UNITED STATES DISTRICT COURT September 06, 2023 SOUTHERN DISTRICT OF TEXAS Nathan Ochsner, Clerk HOUSTON DIVISION JEFFERY ALAN RICHIE, § § Plaintiff, § § v. § Civil Action No. 4:21-CV-02304 § KENDRA CHARBULA, SHANNON § SRUBAR, and JANET HOFFMAN, § § Defendants. § MEMORANDUM OPINION AND ORDER At all times relevant to this case, Plaintiff Jeffery Alan Richie was an inmate in the Wharton County Jail. He filed suit under 42 U.S.C. ' 1983 alleging that the Defendants deprived him of access to the courts, denied him medical care, and improperly took funds from his inmate trust account. The Defendants have now moved to dismiss or, in the alternative, for summary judgment. (Dkt. No. 26). Richie responded to the motion and appears, though it is not entirely clear, to cross-move for summary judgment, (Dkt. No. 28). Based on the pleadings, the motions, and the applicable law, the Defendants’ Motion is granted, Richie’s Motion is denied, and this case is dismissed with prejudice for the reasons set out below. I. BACKGROUND Richie was, at all relevant times, detained in the Wharton County Jail. He alleges that medical treatment he has received for pre-existing conditions is constitutionally inadequate, that an inadequate jail law library and misconduct by court officials have deprived him of access to the courts, and that funds were improperly taken from his inmate account as co-payments for medical treatment. II. STANDARD OF REVIEW

A. RULE 12(B)(6) In reviewing a motion to dismiss under Rule 12(b)(6), the complaint is liberally construed in favor of the plaintiff, and all well-pleaded facts are taken as true. Campbell v. Wells Fargo Bank, 781 F.2d 440, 442 (5th Cir.1986). To survive a motion to dismiss, a complaint must contain sufficient factual matter, accepted as true, to state a claim to relief that is plausible on its face. A claim has facial plausibility when the plaintiff pleads factual content that allows the court to draw the reasonable inference that the defendant is liable for the misconduct alleged. Ashcroft v. Iqbal, 556 U.S. 662, 678, 129 S.Ct. 1937, 1949, 173 L.Ed.2d 868 (2009) (internal quotation marks and citations omitted). B. SUMMARY JUDGMENT Summary judgment is appropriate if “the pleadings, depositions, answers to interrogatories, and admissions on file, together with the affidavits, if any, show that there is no genuine issue as to any material fact” and therefore judgment is appropriate as a matter of law. Fed. R. Civ. P. 56(c). In considering a motion for summary judgment, the “evidence of the nonmovant is to be believed, and all justifiable inferences are to be drawn in his favor.” Anderson v. Liberty Lobby, 477 U.S. 242, 255, 106 S.Ct. 2505, 2513, 91 L.Ed.2d 202 (1986). Once the movant presents evidence demonstrating entitlement to summary judgment, the nonmovant must present specific facts showing that there is a genuine issue for trial. Matsushita Elec. Indus. Co. v. Zenith Radio Corp., 475 U.S. 574, 586- 87, 106 S.Ct. 1348, 1356, 89 L.Ed.2d 538 (1986). III. ANALYSIS

A. MOTION TO STRIKE As a preliminary matter, Richie has filed a motion to strike the affidavit of Wharton County Sheriff’s Captain Reynaldo Rodriguez, submitted in support of the defendants’ motion for summary judgment. (Dkt. No. 27). Richie contends that the affidavit should be stricken because it contains false statements and hearsay. Richie’s argument that the affidavit contains false statements is wholly conclusory.

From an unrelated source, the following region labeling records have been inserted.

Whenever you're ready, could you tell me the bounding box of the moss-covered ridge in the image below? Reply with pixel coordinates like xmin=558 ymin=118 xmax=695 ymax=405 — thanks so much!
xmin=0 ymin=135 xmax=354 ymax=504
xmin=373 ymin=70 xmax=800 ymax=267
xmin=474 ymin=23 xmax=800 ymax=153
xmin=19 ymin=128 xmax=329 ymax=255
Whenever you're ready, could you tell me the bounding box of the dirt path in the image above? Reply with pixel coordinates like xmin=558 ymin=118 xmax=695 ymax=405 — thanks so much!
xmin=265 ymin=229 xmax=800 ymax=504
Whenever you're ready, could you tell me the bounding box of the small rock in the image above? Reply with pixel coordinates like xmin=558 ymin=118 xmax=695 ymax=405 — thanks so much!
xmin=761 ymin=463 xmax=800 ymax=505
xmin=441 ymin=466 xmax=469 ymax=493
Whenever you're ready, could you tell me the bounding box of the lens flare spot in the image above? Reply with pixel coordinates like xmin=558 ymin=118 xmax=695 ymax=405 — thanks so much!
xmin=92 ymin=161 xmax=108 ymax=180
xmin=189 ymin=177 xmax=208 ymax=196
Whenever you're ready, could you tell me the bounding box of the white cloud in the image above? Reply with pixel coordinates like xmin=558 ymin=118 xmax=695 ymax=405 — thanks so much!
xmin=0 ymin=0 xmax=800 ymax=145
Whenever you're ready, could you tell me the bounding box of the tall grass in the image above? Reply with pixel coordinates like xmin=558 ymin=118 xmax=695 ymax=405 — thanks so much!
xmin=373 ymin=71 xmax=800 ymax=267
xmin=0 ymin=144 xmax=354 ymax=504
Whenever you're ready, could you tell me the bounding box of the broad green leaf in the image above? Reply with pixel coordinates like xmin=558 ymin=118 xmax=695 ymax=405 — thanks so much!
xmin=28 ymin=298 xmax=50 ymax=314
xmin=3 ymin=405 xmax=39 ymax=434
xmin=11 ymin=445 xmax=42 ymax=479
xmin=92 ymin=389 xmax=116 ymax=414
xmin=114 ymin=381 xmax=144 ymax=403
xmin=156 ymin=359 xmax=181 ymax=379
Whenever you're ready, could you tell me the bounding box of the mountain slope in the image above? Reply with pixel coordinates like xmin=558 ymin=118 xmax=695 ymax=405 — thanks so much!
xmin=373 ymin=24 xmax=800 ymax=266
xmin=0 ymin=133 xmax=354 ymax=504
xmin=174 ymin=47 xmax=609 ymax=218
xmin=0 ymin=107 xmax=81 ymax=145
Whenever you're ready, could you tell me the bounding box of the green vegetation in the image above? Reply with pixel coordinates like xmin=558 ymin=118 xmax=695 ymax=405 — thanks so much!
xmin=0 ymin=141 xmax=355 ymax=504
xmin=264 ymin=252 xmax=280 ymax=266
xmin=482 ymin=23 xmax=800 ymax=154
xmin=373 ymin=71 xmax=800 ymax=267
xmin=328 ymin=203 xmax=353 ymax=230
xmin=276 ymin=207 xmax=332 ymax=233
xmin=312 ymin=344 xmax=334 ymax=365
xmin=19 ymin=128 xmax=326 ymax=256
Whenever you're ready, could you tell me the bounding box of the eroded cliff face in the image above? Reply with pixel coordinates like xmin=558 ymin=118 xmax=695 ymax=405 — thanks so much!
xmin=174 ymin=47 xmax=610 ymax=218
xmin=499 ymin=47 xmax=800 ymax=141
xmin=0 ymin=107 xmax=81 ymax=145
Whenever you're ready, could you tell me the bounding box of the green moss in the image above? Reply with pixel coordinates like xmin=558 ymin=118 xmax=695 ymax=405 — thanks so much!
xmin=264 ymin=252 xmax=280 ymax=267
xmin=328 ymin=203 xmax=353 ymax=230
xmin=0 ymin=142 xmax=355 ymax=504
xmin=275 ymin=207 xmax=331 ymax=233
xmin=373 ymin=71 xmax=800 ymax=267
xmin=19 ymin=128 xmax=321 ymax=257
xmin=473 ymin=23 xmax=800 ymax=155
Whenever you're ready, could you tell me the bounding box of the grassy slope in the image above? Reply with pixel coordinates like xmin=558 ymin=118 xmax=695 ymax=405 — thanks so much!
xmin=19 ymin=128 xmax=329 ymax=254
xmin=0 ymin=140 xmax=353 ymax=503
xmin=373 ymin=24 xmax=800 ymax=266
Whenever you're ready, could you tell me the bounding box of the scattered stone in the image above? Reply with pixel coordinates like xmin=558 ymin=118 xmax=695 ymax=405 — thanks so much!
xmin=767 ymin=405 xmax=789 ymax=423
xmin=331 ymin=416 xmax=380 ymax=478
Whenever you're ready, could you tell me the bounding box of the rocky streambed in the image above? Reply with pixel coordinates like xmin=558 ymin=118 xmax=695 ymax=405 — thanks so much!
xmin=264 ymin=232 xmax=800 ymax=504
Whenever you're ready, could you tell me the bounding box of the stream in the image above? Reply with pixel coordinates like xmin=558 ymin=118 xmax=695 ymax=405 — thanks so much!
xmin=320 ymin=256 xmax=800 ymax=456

As the Defendants point out, Richie disputes a statement by Rodriguez that Richie received an inmate handbook, but Richie quotes from the handbook. Richie complains that the law library has only two rows of books and no federal reporters, but Rodriguez submits a photograph of the library showing more than two rows of books and Richie cites federal case law. Richie thus fails to show that the Defendants’ evidence contains

false statements. Richie also complains that Rodriguez’s statements about Richie’s medical care are hearsay. The Federal Rules of Evidence define hearsay as “a statement that: (1) the declarant does not make while testifying at the current trial or hearing; and (2) a party offers in evidence to prove the truth of the matter asserted in the statement.” Fed. R.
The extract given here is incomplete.